The building or site itself may lie within the boundary of more than one authority.
- Shropshire (Unitary Authority)
- Worthen with Shelve
- National Grid Reference:
- SO 35120 99329
Reasons for Designation
Bowl barrows, the most numerous form of round barrow, are funerary monuments
dating from the Late Neolithic period to the Late Bronze Age, with most
examples belonging to the period 2400-1500 BC. They were constructed as
earthen or rubble mounds, sometimes ditched, which covered single or multiple
burials. They occur either in isolation or grouped as cemeteries and often
acted as a focus for burials in later periods. Often superficially similar,
although differing widely in size, they exhibit regional variations in form
and a diversity of burial practices. There are over 10,000 surviving bowl
barrows recorded nationally (many more have already been destroyed), occurring
across most of lowland Britain. Often occupying prominent locations, they are
a major historic element in the modern landscape and their considerable
variation of form and longevity as a monument type provide important
information on the diversity of beliefs and social organisations amongst early
prehistoric communities. They are particularly representative of their period
and a substantial proportion of surviving examples are considered worthy of
The bowl barrow at The Napp is a well-preserved example of this class of monument. The barrow mound will retain evidence for its method of construction as well as the burial or burials within it. These remains will advance our understanding of Bronze Age society, including the ritual practices and technical abilities of the people who constructed the barrow. The accumulated ditch fills will preserve environmental evidence for the activities which took place at the site during the construction of the barrow, and its subsequent use. In addition, the buried ground surface beneath the mound will preserve evidence for the prehistoric landscape in which the barrow was built. The prominent position of the monument makes it a clearly visible landmark.
The monument includes the earthwork and buried remains of a Bronze Age bowl
barrow situated on the top, and at the southern end, of a natural north-south
ridge, near to the summit of Round Hill. From this elevated position there are
extensive views of the surrounding countryside, notably the Stiperstones to
the east and the undulating lowlands to the north. The barrow on Round Hill,
200m to the west, is also clearly visible from this location, and is the
subject of a separate scheduling.
The barrow mound is of earth and stone construction. It is about 20m in diameter and survives to a height of 2m. The height of the monument has been greatly enhanced by its topographic location. To the west, where no break of slope is now detectable between the ridge and the barrow mound, the combined height of these two features is 4m.
Although no longer visible at ground level, a ditch from which material was quarried during the construction of the barrow, surrounds the mound. This has become infilled over the years but survives as a buried feature approximately 3m wide.
Part of the top of the mound has been partly excavated, which has resulted in the creation of a level platform. At the base of the resulting 0.6m deep cut is an embedded stone slab. This slab may be the remains of a cist (a stone slab coffin) from a later intrusive burial within the mound. No records are known to survive of this excavation.

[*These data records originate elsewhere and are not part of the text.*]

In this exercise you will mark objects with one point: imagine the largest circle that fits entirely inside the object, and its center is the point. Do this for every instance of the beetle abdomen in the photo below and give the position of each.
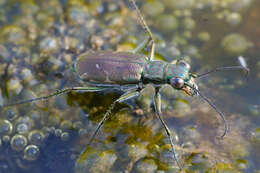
(110, 67)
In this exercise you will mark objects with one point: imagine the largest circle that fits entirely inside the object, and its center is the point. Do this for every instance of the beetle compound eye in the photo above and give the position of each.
(177, 83)
(185, 64)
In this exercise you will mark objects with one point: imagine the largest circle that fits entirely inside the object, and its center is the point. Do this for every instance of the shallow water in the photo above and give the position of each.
(38, 42)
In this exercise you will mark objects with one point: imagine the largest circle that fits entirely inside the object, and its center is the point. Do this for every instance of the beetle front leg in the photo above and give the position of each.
(157, 106)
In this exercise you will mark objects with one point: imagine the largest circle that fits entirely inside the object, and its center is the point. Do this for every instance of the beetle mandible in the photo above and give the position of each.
(131, 72)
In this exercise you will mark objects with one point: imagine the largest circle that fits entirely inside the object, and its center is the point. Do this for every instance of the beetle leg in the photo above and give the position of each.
(157, 106)
(124, 97)
(58, 92)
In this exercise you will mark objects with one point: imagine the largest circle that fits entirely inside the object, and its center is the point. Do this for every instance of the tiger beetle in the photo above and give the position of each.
(130, 72)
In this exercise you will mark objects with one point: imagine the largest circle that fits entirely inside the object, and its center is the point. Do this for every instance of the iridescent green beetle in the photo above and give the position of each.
(131, 72)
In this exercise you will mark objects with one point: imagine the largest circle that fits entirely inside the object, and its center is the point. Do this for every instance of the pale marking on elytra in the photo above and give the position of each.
(107, 77)
(97, 66)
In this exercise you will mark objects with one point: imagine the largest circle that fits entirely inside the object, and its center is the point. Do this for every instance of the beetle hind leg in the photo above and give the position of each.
(157, 106)
(128, 95)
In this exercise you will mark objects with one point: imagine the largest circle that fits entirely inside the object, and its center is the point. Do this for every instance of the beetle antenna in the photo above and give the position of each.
(222, 69)
(142, 21)
(216, 109)
(242, 65)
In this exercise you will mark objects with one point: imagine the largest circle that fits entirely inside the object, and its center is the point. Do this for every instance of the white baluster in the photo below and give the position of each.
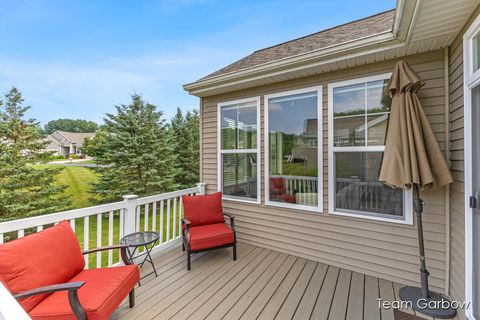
(85, 238)
(180, 216)
(121, 217)
(137, 224)
(154, 216)
(145, 228)
(162, 204)
(110, 237)
(174, 218)
(99, 239)
(168, 220)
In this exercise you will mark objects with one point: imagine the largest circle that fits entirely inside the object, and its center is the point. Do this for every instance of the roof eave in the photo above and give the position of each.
(405, 12)
(357, 47)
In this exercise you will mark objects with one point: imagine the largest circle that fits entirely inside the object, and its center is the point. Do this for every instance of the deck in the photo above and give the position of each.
(261, 284)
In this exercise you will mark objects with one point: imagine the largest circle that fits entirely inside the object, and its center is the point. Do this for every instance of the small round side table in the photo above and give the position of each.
(146, 239)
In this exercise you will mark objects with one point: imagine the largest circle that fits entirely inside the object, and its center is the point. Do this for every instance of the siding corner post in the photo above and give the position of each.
(129, 214)
(201, 188)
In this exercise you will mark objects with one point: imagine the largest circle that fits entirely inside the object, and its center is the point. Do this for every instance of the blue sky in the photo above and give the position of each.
(77, 59)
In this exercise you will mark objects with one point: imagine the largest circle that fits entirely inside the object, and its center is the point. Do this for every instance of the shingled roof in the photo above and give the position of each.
(381, 22)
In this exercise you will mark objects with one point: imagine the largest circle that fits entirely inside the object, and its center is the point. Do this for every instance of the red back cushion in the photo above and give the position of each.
(48, 257)
(203, 210)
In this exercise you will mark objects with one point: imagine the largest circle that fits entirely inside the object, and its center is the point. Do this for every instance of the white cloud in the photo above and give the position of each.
(88, 90)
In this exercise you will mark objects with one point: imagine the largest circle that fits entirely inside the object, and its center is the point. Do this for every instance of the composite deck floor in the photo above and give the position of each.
(261, 284)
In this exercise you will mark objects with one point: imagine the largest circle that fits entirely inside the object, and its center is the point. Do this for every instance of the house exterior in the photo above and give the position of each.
(261, 115)
(67, 143)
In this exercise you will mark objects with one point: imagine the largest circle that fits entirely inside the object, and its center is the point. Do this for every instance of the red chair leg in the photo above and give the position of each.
(131, 298)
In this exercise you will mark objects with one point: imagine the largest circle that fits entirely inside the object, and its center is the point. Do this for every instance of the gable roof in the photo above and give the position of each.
(378, 23)
(70, 137)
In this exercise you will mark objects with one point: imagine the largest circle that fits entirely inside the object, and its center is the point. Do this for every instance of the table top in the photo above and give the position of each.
(140, 238)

The modern field boundaries and fences, together with the outbuildings and enclosure walls associated with the cottage, are excluded from the scheduling, although the ground beneath all these features is included.

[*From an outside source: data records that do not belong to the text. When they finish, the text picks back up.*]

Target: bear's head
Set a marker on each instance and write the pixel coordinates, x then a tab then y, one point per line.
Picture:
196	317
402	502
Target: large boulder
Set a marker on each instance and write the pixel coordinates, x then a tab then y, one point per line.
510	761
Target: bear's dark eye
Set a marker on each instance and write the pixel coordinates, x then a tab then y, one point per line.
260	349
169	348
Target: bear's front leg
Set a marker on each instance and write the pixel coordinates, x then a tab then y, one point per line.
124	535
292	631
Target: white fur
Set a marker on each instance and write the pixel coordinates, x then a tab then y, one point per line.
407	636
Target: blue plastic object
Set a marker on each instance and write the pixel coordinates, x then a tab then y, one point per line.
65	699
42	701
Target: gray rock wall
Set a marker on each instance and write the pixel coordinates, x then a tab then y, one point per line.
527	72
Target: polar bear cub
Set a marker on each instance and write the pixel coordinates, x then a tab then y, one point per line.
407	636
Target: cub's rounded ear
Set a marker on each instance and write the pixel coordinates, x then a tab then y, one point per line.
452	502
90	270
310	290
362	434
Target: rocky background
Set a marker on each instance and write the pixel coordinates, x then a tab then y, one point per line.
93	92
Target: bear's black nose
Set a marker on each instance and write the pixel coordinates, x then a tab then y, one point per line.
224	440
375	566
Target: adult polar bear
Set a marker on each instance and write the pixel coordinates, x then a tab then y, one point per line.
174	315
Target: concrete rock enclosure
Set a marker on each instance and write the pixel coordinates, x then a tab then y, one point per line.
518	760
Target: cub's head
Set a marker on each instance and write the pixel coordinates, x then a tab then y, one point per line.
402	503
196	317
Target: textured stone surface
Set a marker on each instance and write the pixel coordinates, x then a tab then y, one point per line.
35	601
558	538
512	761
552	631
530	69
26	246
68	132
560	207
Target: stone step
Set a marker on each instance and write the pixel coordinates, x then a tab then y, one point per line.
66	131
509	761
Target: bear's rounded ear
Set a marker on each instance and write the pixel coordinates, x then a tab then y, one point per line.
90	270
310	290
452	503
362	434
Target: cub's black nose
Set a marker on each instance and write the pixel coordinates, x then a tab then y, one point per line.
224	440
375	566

MAP EXTRACT The site of the monument is shown on the attached map extract. It includes a 2 metre boundary around the archaeological features, considered to be essential for the monument's support and preservation.
The contents of this record have been generated from a legacy data system.
- Legacy System number:
- Legacy System:
This monument is scheduled under the Ancient Monuments and Archaeological Areas Act 1979 as amended as it appears to the Secretary of State to be of national importance. This entry is a copy, the original is held by the Department for Digital, Culture, Media and Sport.